A todo lo anterior se agrega un factor regional que no siempre se menciona, pero que influye hoy día en esa parte del mundo con una fuerza evidente. El Irak de Sadam Hussein era un contrapeso regional, una fuerza opuesta al Irán de los ayatollahs. Desapareció Hussein y parece que el integrismo islámico de Irán adquiere una proyección nociva, inquietante, que pisotea los derechos humanos más elementales. La condena a morir por lapidación de una mujer iraniana inocente, acusada del único delito, que no es delito en ninguna legislación moderna, de haber tenido relaciones sexuales fuera del matrimonio, es una manifestación clara de este integrismo plenamente anacrónico y extrañamente triunfal. De manera que nuestro planeta, después de la intervención desaforada en Irak de Bush y de sus halcones, está peor de lo que estaba: a eso no hay vuelta que darle. Mientras Irak, antiguo aliado de los Estados Unidos, está destruido, Irán acumula poder y marcha a pasos agigantados a conseguir el armamento nuclear. El problema, por lo demás, no termina aquí. Turquía, que era hasta hace poco, dentro de la zona, una potencia pro occidental, occidentalizada a la fuerza, pero con singular éxito, desde los años treinta del siglo pasado, por Kemal Ataturk, hoy vuelve lentamente al islamismo de sus orígenes, el de los sultanes y califas, el de la llamada Puerta Otomana, y hace amagos serios de acercamiento a los iraníes. Como se ve, el tablero se ha modificado de una manera radical, dramática, en desmedro de los intereses de Occidente. Bush y su gente no fueron capaces de vislumbrar este desarrollo de los sucesos, y las consecuencias están a la vista.

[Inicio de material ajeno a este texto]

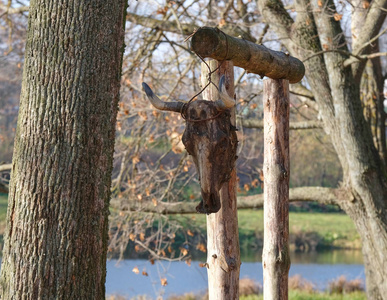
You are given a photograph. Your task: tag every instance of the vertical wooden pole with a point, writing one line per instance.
(275, 257)
(223, 261)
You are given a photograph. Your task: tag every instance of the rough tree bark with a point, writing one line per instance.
(57, 222)
(223, 261)
(336, 90)
(211, 42)
(275, 255)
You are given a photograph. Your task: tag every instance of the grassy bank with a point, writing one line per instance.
(308, 231)
(303, 295)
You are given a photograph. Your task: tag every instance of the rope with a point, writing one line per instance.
(184, 108)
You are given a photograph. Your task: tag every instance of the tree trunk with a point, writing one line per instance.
(275, 256)
(223, 261)
(57, 222)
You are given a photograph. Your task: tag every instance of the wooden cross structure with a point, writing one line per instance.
(223, 260)
(211, 140)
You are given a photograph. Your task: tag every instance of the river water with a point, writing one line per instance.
(318, 268)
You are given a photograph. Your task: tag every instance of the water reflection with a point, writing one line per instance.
(318, 268)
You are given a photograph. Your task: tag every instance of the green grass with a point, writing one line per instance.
(302, 295)
(326, 229)
(330, 229)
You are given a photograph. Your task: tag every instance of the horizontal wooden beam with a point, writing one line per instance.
(214, 43)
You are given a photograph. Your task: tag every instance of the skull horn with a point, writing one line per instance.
(159, 104)
(225, 100)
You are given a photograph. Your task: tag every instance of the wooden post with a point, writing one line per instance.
(275, 257)
(223, 260)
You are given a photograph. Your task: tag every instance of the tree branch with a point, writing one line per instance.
(369, 29)
(187, 29)
(326, 196)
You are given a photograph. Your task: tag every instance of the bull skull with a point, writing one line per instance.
(210, 139)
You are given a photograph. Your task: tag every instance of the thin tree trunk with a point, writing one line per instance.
(275, 256)
(223, 261)
(57, 222)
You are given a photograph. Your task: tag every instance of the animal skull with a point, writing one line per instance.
(210, 139)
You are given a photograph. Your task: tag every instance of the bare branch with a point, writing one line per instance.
(6, 167)
(187, 29)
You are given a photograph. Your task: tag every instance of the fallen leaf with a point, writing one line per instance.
(337, 17)
(164, 281)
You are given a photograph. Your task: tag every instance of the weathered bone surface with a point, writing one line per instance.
(210, 139)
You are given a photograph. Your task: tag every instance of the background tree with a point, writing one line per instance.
(151, 170)
(57, 223)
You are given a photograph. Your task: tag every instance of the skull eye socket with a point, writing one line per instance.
(188, 143)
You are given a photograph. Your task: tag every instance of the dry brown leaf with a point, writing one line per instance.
(164, 281)
(183, 251)
(201, 247)
(337, 16)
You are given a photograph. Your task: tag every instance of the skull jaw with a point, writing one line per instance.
(209, 204)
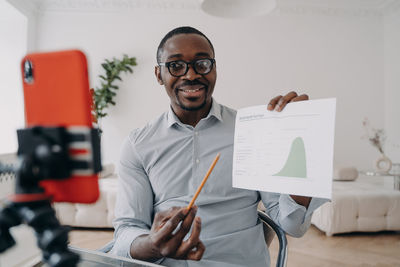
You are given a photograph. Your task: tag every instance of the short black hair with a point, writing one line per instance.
(176, 31)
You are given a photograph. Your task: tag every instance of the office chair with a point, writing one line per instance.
(269, 228)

Los bonos de Obama están bajos en las encuestas, pero el hombre todavía puede jugar cartas importantes. Ha realizado algunas cosas interesantes en su presidencia, aparte de tomar medidas rápidas, eficaces, originales, para paliar la crisis económica de su país. Parece, ahora, que el estado general de la economía será el factor decisivo en las elecciones de mitad de período presidencial que se acercan. El empleo no anda bien, los datos del consumo y de las ventas de viviendas son mediocres, la salida de la crisis se muestra más lenta y más inestable de lo que se calculaba. Es decir, el problema nos afecta a todos, así como la invasión de Irak, que parecía en un comienzo un paseo militar, repercutió en todas partes. Obama anuncia que ahora habrá que concentrarse en poner en pie la economía norteamericana, ya que sólo un Estados Unidos fuerte y próspero podrá recuperar su influencia en el mundo. Es como proponer la vuelta a los comienzos, a los principios esenciales: un camino, quizá, demasiado largo, pero ninguna elección está ganada o perdida de antemano, por mucho que digan las encuestas. Si después de Irak la economía norteamericana da señales de renovación, Barack Obama podría recuperar terreno. De lo contrario, se abrirían todas las incógnitas, sin excluir las peores, las de una recesión económica que se profundiza y golpea en todos lados.